Psychological Levels
Russians have been moving savings out of the ruble as
President Vladimir Putin’s standoff with the U.S. and its allies
worsened with the March annexation of Crimea. The ratio of
deposits in foreign currencies rose to 19.4 percent in August
from 17.4 percent in December, according to central bank data.
While September figures aren’t yet available, the ruble
tumbled during the month as the U.S. and EU imposed new
penalties on companies including OAO Rosneft, Russia’s biggest
oil company, and Sberbank. The lender’s deposits fell 33.9
billion rubles ($840 million) in September, data showed Oct. 7.

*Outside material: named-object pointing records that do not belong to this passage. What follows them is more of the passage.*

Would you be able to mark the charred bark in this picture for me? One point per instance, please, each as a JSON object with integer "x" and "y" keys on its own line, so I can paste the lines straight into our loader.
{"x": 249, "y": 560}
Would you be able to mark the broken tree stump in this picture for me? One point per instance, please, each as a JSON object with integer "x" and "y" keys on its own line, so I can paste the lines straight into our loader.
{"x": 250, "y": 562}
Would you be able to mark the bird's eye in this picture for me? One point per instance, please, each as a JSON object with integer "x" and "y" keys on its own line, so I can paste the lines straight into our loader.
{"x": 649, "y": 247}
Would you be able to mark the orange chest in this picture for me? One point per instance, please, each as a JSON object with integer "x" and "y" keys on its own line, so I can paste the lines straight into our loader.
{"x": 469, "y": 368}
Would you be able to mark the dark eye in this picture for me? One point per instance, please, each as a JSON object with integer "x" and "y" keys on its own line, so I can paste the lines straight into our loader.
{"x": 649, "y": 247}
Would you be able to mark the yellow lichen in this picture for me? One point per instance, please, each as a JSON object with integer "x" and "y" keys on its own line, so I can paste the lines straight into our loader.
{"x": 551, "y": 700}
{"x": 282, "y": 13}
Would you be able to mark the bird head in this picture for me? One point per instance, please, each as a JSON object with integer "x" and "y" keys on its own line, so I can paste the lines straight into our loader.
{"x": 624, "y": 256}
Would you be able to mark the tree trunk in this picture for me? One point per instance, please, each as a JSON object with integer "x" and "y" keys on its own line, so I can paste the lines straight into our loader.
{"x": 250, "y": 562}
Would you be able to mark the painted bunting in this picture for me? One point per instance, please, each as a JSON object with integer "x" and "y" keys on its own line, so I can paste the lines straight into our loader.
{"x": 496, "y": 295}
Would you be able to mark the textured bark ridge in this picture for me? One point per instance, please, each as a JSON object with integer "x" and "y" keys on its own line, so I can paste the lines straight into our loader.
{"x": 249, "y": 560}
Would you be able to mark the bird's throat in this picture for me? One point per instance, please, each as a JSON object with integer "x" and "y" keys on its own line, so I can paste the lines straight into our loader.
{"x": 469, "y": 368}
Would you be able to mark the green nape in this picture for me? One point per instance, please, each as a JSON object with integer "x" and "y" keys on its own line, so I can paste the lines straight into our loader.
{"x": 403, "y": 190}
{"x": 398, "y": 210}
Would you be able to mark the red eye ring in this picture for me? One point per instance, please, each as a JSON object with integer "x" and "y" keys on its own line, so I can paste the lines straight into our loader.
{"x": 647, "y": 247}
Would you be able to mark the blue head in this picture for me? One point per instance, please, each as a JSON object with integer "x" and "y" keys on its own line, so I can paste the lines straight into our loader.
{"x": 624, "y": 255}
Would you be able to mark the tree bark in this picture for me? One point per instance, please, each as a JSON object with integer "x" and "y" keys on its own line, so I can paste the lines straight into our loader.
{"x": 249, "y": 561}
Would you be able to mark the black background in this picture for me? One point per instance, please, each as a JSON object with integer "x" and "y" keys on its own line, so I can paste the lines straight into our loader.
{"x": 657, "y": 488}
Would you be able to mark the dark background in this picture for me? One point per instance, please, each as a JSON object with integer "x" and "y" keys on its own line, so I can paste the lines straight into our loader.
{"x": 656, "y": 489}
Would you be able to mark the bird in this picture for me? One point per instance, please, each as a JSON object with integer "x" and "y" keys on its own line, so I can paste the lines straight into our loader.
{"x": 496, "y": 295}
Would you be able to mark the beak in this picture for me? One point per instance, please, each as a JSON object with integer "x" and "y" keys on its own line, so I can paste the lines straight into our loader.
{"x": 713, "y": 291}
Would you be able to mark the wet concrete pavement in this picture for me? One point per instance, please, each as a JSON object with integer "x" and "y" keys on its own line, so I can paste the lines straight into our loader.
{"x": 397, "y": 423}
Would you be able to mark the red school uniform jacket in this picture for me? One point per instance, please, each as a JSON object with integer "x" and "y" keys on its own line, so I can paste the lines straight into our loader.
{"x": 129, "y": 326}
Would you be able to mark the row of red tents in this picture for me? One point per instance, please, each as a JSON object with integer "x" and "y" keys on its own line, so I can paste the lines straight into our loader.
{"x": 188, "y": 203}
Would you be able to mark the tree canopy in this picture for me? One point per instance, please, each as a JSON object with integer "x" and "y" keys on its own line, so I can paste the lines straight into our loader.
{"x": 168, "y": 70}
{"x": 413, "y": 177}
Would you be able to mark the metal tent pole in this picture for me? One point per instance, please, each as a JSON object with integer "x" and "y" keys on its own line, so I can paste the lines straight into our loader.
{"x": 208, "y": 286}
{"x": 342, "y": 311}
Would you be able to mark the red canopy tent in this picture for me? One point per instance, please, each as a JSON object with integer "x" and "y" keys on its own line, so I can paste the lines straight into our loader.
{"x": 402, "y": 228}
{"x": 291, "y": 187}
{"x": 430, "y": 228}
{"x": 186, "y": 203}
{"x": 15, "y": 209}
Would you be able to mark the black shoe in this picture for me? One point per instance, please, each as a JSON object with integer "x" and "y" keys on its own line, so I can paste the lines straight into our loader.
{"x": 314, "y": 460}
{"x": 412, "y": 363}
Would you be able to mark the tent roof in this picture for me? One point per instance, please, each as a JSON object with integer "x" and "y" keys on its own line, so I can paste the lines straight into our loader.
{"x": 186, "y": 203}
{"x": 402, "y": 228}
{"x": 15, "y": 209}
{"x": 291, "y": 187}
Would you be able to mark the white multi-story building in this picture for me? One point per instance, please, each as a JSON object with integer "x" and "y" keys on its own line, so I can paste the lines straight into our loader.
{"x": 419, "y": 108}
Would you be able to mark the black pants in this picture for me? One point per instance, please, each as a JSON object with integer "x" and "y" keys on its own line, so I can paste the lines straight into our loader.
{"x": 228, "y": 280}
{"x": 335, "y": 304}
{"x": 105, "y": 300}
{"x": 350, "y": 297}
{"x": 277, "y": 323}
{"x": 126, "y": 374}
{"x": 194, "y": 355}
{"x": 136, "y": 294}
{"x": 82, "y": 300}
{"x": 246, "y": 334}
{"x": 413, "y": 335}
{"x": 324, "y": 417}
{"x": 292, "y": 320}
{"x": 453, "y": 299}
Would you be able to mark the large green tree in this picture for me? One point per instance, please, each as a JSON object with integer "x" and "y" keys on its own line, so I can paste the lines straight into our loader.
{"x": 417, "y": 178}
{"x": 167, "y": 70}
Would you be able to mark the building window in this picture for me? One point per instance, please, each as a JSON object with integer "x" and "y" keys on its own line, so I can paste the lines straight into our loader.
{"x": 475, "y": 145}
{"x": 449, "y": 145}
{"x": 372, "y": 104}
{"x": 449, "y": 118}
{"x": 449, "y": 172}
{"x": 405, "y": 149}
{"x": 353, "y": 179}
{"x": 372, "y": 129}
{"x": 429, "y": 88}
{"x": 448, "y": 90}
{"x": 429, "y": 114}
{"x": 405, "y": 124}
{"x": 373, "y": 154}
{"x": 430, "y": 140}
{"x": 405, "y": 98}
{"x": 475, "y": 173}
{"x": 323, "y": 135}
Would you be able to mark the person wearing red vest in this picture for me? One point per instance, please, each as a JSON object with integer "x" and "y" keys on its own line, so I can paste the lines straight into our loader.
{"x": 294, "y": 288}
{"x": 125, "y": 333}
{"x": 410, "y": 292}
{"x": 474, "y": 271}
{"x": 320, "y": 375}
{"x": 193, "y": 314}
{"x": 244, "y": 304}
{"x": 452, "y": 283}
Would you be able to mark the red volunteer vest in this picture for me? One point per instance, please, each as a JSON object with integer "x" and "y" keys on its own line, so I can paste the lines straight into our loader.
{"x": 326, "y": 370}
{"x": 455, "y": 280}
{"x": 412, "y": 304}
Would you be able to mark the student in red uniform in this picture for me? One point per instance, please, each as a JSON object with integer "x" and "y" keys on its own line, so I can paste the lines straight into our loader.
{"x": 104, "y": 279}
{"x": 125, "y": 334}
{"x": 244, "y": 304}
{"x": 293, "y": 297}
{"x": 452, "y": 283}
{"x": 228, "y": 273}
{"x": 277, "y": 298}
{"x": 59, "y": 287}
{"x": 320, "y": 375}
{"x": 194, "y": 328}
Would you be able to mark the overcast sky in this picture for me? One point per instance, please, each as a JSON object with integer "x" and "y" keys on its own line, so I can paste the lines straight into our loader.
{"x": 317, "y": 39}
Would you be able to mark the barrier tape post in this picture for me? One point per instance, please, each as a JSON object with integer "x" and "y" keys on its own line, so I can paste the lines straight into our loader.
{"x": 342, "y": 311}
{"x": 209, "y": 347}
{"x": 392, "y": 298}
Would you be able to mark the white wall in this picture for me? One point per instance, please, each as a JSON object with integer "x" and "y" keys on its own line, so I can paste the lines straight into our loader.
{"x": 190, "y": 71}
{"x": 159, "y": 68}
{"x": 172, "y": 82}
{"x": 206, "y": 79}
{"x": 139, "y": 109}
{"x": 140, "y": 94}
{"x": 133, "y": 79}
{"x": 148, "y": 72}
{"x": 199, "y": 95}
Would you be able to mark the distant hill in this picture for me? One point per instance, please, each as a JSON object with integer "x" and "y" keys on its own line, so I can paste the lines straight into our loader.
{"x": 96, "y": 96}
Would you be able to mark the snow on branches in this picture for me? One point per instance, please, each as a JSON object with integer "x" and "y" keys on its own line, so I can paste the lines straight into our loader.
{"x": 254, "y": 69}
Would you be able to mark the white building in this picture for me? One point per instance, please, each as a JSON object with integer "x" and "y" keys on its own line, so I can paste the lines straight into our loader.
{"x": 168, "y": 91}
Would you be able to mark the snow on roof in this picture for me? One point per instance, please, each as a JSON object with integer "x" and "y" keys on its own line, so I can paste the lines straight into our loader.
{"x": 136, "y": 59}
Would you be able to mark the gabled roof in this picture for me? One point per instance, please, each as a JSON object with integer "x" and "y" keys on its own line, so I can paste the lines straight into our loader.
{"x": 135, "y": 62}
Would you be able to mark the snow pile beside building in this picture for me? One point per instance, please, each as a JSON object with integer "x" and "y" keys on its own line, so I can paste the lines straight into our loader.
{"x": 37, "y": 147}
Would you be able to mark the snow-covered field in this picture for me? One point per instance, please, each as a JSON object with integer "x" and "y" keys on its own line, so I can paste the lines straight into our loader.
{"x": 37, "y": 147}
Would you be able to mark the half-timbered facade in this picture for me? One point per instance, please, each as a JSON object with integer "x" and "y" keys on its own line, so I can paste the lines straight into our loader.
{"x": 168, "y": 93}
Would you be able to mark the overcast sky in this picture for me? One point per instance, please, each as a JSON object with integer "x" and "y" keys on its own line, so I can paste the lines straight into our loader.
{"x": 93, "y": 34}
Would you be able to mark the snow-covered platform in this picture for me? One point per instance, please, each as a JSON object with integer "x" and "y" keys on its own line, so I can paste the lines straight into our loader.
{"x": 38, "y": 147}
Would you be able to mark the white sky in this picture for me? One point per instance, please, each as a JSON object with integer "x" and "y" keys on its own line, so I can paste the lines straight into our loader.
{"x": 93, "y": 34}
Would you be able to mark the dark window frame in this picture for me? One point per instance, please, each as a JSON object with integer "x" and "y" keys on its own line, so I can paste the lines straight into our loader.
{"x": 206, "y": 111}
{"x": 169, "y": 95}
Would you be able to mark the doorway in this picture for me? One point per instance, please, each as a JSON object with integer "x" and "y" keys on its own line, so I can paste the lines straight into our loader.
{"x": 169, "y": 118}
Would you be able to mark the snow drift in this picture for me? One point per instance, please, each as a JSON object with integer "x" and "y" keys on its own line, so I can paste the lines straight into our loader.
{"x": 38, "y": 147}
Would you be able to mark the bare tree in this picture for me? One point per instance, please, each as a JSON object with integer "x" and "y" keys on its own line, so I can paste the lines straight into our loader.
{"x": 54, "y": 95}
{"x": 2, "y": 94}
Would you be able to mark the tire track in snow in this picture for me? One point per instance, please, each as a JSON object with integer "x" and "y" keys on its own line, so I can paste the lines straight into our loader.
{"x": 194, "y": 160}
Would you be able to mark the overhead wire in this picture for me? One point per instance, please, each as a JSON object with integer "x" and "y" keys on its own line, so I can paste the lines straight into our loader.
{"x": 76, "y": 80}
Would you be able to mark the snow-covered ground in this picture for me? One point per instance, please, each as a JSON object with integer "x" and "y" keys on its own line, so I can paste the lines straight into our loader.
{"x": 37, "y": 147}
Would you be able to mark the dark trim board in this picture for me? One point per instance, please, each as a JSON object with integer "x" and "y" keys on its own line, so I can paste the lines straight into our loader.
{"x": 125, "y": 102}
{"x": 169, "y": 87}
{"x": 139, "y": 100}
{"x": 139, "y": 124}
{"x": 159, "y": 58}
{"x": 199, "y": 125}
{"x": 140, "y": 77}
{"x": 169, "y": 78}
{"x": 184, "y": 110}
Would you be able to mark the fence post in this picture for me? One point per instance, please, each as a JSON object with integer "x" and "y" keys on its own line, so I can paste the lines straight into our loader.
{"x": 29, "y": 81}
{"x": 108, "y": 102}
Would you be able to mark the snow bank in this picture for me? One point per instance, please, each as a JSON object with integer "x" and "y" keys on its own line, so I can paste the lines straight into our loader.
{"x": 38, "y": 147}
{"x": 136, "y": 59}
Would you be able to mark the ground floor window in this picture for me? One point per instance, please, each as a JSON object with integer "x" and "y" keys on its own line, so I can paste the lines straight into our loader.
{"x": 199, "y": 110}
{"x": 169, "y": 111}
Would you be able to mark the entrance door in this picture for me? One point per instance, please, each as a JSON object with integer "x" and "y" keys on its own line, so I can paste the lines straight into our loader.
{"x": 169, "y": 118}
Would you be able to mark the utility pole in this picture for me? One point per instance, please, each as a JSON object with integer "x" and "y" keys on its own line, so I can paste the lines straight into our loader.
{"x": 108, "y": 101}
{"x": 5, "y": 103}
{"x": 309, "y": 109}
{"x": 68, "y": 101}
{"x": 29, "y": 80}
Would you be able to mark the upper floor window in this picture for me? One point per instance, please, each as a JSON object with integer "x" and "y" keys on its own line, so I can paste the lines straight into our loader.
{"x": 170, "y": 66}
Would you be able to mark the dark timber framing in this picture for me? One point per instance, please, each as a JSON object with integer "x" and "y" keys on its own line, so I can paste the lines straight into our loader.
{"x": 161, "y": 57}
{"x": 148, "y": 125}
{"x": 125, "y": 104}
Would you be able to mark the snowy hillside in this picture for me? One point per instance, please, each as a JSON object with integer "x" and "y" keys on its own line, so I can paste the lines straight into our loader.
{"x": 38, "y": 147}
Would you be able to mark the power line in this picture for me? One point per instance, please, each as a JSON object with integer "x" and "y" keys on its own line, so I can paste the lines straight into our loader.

The depreciation, the world’s steepest since June, has
gathered momentum this month as oil’s drop below $90 a barrel
dimmed the outlook for Russia’s budget revenue. The currency
weakened past 40 per dollar for the first time last week.
“The ruble is breaking through psychological levels,”
Fedor Bizikov, a money manager at GHP Group in Moscow said by
phone on Oct. 10.
2008 Crisis
Russians also moved their cash out of rubles when the 2008
financial crisis sent the currency sliding as oil prices tumbled
below $40 a barrel. The ratio of bank deposits held in foreign
currencies more than doubled in six months to 34 percent by
January 2009, central bank data show.
Even with the past month’s drop, Brent averaged $106 a
barrel in 2014. Ruble weakness is also boosting proceeds of
state energy exporters since they earn in dollars, helping the
government more than double its budget surplus in the first
eight months.
Funding conditions for Russian companies are worsening as
they face $55 billion of debt maturities this year, central bank
estimates show. The rate on a three-year ruble-dollar basis swap
reached negative 301 basis points today, signaling traders are
willing to pay a record premium for dollars.
Nabiullina could slow the flight by raising borrowing
costs, according to Natalia Orlova, the chief economist at Alfa
Bank in Moscow. She held the key rate at 8 percent last month
following 250 basis points of increases since March. The next
scheduled rate meeting is Oct. 31.
‘One-Way Street’
“As the market sentiment is still dominated by the fears
of capital controls, we believe a hike in the interest rate
would be a good signal,” Orlova and analyst Dmitry Dolgin wrote
in an e-mailed note Oct. 10.
Wagers for rate increases in the next three months soared
more than 100 basis points last week to 168 points on Oct. 10,
the most since October 2008. The Bank of Russia is trying to
balance inflation three percentage points above its 5 percent
target and an economy nearing recession.
Russian reserves are at a four-year low after dropping $57
billion in 2014 to $454.7 billion last week. Brent traded near a
four-year low, Russia’s 10-year bonds had their worst week since
August and the ruble fell 1.4 percent versus the dollar-euro
basket. The currency slid for a seventh day today, losing 0.5
percent to 45.2826 as of 2:05 p.m. in Moscow.
“With oil prices this low, it’s a one-way street for the
ruble,” Lars Christensen, chief emerging-market analyst at
Danske Bank A/S in Copenhagen, said by phone. “The central bank
is trying to fight the speed of it, but they also know that they
can’t fight it forever and the market knows that.”